Summer nights are also a chief concern of Mahler's Seventh. Its first four movements are nocturnal, beginning with a grand opening that shifts through numerous tempo and key changes in its pursuit of a mournful solo for tenor horn. The solo theme contrasts with chugging rhythms in the cellos and bass before yielding to a bright, almost banal march. Solos for winds and trumpet evoke mysterious musical promises and the whole thing swaggers to an optimistic finish.

In this performance, Sir Simon maintained an iron control of his players, taming this wild music with every sure step. Working without the benefit of a printed score, he cued the arrival of the new themes and tempos which come seemingly at the drop of a hat. And yet the overall architecture of this bizarre movement was precisely maintained, as the dark atmosphere and brooding mi or chords prepared the listener for the eventual dawn.

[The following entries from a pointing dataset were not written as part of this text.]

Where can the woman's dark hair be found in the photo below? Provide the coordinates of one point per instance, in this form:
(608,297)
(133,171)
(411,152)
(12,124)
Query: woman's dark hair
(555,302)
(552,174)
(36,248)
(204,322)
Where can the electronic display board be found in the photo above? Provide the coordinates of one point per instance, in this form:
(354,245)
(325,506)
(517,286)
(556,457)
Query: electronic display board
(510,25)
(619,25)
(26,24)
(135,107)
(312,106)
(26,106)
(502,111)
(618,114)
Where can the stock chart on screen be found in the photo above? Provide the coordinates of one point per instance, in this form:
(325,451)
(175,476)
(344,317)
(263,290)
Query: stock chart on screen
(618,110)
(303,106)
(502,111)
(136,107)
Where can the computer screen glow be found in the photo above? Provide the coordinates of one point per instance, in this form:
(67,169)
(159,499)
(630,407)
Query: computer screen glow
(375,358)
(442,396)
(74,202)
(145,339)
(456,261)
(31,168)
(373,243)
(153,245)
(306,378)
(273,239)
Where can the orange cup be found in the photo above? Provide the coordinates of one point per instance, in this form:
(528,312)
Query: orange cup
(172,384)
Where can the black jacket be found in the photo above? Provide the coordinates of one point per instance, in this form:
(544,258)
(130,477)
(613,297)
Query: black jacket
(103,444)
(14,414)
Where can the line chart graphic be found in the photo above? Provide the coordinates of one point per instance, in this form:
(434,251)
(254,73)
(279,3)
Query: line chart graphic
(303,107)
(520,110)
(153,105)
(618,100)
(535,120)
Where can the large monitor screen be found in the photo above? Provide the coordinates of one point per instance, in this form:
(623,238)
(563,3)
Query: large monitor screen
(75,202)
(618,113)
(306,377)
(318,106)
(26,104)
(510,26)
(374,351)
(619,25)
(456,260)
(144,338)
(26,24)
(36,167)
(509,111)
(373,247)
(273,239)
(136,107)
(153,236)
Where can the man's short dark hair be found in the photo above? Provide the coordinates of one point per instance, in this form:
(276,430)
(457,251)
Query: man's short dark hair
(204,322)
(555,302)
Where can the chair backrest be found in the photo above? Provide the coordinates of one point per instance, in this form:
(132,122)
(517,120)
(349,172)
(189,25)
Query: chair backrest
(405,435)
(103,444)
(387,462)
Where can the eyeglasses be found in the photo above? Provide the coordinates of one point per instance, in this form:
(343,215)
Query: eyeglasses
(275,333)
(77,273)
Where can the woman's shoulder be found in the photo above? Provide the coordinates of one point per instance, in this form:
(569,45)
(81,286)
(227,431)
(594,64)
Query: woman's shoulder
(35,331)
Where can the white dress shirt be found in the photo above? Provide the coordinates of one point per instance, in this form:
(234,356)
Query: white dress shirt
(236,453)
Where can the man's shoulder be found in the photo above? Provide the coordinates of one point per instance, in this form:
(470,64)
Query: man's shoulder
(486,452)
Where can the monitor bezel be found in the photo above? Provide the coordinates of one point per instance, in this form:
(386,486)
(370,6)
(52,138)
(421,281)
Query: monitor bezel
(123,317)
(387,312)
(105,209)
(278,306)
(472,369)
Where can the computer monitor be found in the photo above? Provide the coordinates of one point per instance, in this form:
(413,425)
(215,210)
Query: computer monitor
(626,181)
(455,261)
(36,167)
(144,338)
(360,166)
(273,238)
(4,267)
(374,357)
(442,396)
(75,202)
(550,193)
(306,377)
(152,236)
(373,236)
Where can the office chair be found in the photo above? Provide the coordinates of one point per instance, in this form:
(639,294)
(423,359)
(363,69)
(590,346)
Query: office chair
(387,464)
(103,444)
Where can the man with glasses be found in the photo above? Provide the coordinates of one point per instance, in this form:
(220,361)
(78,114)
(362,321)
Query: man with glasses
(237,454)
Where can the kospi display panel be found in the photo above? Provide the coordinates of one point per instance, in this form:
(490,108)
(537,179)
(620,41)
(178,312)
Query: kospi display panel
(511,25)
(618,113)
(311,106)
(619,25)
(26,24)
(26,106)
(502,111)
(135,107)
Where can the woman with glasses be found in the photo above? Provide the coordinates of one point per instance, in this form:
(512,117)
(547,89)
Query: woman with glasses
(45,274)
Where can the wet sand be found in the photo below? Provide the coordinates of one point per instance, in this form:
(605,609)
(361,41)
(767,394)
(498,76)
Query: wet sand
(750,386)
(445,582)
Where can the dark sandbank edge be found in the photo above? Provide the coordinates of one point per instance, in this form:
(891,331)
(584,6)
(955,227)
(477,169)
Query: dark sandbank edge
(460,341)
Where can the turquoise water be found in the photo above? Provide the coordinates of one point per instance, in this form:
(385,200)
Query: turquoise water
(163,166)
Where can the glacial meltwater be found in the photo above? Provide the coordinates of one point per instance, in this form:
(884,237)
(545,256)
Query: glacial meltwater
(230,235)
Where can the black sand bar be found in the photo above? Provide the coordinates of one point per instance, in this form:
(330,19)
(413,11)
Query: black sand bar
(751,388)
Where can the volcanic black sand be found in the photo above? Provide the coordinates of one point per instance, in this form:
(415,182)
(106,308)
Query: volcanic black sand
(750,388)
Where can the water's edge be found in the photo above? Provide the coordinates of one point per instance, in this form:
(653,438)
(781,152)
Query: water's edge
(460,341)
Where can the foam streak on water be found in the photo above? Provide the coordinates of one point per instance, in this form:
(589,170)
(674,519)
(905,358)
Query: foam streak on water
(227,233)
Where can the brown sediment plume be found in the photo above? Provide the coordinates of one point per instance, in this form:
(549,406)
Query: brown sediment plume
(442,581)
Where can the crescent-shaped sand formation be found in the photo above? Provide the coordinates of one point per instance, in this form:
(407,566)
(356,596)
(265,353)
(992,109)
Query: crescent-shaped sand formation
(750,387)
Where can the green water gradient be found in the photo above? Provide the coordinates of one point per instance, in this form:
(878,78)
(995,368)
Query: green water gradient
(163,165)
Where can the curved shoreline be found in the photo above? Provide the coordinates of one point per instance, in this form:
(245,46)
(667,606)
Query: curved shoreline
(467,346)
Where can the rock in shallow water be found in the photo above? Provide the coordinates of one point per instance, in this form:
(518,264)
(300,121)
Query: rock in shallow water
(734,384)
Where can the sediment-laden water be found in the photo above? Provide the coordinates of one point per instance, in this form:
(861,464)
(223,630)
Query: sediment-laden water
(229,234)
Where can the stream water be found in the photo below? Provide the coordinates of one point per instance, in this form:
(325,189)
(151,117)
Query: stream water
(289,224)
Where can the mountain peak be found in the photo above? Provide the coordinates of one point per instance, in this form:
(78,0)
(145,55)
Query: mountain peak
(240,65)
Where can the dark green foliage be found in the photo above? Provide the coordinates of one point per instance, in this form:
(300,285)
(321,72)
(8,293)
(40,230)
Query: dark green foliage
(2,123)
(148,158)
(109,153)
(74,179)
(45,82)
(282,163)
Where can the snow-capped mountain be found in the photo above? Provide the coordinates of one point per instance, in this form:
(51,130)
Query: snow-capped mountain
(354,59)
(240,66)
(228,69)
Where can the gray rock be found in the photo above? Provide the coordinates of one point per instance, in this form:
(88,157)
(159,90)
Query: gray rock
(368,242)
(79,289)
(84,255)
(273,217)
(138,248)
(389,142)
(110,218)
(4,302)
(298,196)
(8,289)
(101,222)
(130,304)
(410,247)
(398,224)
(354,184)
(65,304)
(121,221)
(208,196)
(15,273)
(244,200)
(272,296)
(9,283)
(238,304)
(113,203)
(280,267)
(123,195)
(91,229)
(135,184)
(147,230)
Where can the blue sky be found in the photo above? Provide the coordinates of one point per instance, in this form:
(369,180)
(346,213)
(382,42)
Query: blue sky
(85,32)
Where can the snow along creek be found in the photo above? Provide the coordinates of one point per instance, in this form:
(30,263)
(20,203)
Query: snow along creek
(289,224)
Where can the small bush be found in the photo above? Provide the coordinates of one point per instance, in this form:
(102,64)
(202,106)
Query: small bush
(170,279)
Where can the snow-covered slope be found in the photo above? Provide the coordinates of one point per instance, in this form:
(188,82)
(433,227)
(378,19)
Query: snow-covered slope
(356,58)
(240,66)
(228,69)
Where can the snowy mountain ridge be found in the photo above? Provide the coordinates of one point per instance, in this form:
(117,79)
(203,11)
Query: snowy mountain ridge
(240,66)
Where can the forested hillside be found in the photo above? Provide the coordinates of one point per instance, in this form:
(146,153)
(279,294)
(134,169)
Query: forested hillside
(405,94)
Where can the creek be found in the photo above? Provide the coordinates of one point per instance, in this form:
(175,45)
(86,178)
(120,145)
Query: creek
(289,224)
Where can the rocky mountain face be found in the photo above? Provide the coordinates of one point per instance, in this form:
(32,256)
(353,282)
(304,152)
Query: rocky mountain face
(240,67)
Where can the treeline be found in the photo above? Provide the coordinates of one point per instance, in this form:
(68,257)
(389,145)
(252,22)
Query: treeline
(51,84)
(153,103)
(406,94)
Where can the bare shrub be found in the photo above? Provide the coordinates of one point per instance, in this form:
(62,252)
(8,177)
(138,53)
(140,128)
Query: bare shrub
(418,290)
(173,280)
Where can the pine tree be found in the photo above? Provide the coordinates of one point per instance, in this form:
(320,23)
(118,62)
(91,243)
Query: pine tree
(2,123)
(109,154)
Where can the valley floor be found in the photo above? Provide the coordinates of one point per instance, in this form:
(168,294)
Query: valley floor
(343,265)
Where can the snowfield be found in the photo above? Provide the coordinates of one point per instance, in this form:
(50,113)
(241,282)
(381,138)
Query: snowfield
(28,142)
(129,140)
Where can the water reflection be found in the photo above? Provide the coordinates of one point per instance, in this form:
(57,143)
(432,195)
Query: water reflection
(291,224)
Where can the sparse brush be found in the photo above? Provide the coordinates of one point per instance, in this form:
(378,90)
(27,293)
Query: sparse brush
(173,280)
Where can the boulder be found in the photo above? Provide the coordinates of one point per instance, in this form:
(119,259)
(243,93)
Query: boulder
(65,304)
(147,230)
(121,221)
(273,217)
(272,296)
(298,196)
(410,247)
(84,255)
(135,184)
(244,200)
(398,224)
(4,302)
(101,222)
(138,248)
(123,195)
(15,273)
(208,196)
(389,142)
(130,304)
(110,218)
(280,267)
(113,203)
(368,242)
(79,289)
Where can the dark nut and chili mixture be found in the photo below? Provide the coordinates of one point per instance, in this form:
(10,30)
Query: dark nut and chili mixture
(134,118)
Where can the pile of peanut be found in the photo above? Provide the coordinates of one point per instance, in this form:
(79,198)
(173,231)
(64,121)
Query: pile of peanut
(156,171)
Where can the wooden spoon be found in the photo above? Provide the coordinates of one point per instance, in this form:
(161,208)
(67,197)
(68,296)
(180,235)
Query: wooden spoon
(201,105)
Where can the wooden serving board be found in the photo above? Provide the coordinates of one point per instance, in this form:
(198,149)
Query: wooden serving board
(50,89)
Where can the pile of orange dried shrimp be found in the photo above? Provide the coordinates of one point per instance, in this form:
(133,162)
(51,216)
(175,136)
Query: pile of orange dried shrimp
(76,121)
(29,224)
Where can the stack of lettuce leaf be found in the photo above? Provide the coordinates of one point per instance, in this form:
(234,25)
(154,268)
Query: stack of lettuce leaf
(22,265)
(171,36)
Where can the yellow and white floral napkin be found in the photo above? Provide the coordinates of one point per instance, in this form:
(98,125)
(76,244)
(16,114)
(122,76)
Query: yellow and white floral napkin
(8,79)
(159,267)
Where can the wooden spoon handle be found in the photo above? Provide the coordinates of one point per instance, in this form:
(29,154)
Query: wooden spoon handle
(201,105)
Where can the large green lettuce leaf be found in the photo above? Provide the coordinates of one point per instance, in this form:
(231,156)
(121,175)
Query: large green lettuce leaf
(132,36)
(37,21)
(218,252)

That sunrise held off for the next three movements. The second and fourth are marked Nachtmusik, with the first being a march and the latter a serenade. They are bridged by a weird Scherzo marked schattenhaft or "shadowlike." Sir Simon treated them as one organic whole, taking the listener on a brisk tour of Mahler’s subconscious as if they were a squad of troops on some secret mission through enemy territory. The second nocturne, with the orchestra augmented by the dulcet strumming of the aforementioned guitar and mandolin offered some emotional relief.

When the sun finally rose, it shot straight up out of the trumpet section as the orchestra launched into the final, fierce Rondo. Using a souped-up version of the stuttered opening rhythm and a pair of chorale phrases that evoke the celebratory sounds of Wagner's Die Meistersinger, the orchestra charged ahead, declaring the victory and triumph of daylight. In the final pages of this long movement, the opening tenor horn theme returned as a triumphant shout, closing the most optimistic and unconventional of Mahler's later symphonies.